I had my fourth baby at home, in the middle of the night. The midwives cleaned up and left me sitting in our overstuffed armchair, holding my sleeping 2-hour-old baby and watching the sun come up. I couldn't sleep at that moment. Everything was too perfect.
And now, as if I've woken up from a dream, my brand-new baby has turned into a roly-poly, curly-haired, walking and babbling TODDLER. She doesn't even turn one until next week! I have a hard time comprehending the changes that have taken place. At least with the older kids, some years have more gradual growth, but that first year is almost on par with the metamorphosis of a caterpiller.
I love having so many kids. I feel like my skills have improved greatly over time, and the way I deal with my baby is so much more relaxed and easy going than the way I've dealt with things in the past. If she gets dirty, so what? If she falls over, she'll usually be okay. A little bit of ice cream won't hurt her.

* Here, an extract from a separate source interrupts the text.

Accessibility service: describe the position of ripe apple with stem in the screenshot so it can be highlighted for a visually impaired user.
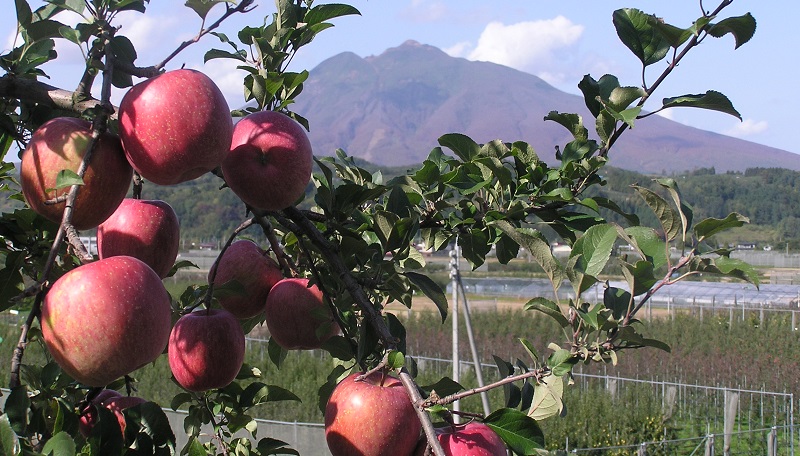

Several friends of mine are either pregnant or have tiny babies. Now that I'm sure that I have this whole baby thing sussed, it doesn't seem like such a big deal to add another.
Remind me of the flaws in this thought process in 10 years or so, when I am inundated with teenagers and have more to come. Who knows, though; it may seem easy to have a teenager, too, when I get to my fourth. It's the first three that I have to worry about.